Am I eccentric? A lot of people think so, but let’s look at the numbers in a UK context – given that it is the latest victim in a long list of nation States that has dared to argue with the Brussels Mafia.

In the 2017 General Election, 13.6 million voted Tory, and 12.9 million voted Labour. One in three didn’t vote at all. One in two did not vote for either “main” Party. As always, some voted Tory to keep Labour out, and vice versa. Had UKIP not foolishly chosen a low profile in this election, the figure not voting for either Big Gun would’ve been even smaller.

It is possible to extrapolate sensibly from that and previous elections to show that – in a full-on ‘Brexit Election’ two and a half years after the Referendum – some two thirds of the British electorate would demonstrate a lack of attachment to or belief in either Labour or the Conservatives. 

To add weight to that hypothesis, let’s take the main opinion poll done on May’s withdrawal plan so far. This was the large-sample Survation poll of November last year, showing just 16% of voters who saw it as “the best option”. Little has changed since, but the Prime Minister’s focus remains to persuade the legislature that not only is it the only option on offer, “it respects the views of the electorate”. This is a blatant lie: however, whereas only 1 in 7 adults support her “deal”, probably at least 1 in 3 MPs will vote for it today. It’s an odd form of respect, that one.

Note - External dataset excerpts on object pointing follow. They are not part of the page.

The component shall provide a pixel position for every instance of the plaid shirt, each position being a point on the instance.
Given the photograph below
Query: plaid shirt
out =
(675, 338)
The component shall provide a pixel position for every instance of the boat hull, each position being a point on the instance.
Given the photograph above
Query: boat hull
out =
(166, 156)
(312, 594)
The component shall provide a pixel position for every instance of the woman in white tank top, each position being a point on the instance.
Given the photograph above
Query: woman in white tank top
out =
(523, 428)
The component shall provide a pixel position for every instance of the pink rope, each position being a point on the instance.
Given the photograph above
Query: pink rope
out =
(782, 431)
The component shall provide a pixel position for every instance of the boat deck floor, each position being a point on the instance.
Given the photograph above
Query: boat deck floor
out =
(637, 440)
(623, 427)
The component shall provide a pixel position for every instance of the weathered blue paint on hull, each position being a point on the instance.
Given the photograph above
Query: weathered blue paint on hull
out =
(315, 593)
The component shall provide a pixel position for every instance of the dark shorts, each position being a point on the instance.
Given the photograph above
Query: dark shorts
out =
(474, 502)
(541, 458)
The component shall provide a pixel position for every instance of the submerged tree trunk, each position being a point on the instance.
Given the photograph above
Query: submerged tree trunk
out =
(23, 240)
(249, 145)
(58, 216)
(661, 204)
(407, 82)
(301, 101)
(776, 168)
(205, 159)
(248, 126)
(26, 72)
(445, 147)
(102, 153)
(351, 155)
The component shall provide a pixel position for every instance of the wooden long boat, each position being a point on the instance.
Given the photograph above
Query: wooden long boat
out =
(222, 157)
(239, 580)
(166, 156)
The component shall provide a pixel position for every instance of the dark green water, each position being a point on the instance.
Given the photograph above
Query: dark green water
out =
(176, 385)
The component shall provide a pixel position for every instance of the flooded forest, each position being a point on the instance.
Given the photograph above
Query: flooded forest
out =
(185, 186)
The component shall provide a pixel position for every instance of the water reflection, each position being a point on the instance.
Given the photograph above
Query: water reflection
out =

In that same survey, nearly twice as many preferred No Deal to her deal. But the one thing uniting 90% of MPs is that they refuse to even consider No Deal….and are actively introducing Bills and amendments to ensure that, come what may, it cannot possibly happen. More heavily disguised respect for the People.

In that context of the No Deal or a lousy deal as a “choice”, it is hardly surprising that, when pushed, 48% of those surveyed said they’d rather just Remain (ie, go back to where we were) than either capitulate or take the “leap in the dark” – which is anything but dark, crashing or a leap – but either way, the point remains valid: what Parliament is going to vote on tonight has nothing whatever to do with what the majority of Brits either want or voted for. Remove the obstacles of this deal or no deal, and fully 79% of us no longer want to stay in the EU.

In short, the great majority of the citizenry’s conclusion is that weak and/or deliberately unambitious negotiation has landed us where we are, and they think we should say to Brussels, “New set of negotiators, like it or lump it”.

Everyone tells us, of course, that this isn’t practical. Which is fine, but had that been the starting point in June 2016 (one suspects most people feel) we would not be in a corner now.

For Theresa May to start talking about the history books is a wicket more sticky than a superglue factory. What the history books will say about the Brexit Years is that they revealed an awkward truth: Britain is nation divided by ideologues and ruled by latter-day Bourbons.

Nothing happening today or in the near future at Westminster and in Whitehall is going to change any of that. The change we need – that is, the rejection of extreme forms of élitism, neoliberalism, socialism, feminism, Islamism, multiculturalism and globalism in favour of one apolitical goal – need not be violent. But it must be radical, bottom-up change – not top-down tinkering of the sort we’re witnessing now.

Britain needs a policy to unite it. That policy should be the greatest fulfilment of the greatest possible number of its citizens without being compromised by neoconservative geopolitics. It’s what Viktor Orban is trying to achieve in Hungary, what the Coalition in Italy is struggling to express, what UK voters tried to express in 2016 – and what’s driving the Gilets Jaunes movement across Europe.

If the future of our species is to be mercantile powerbloc federalist élite fascism, then that future will not exceed another fifty years….for all kinds of obvious military, technological, ecological, energy, fiscal and ideological reasons.

The future is Small, not Big – or it is nothing. The Brexit Follies are merely a symptom of our inability to grasp that.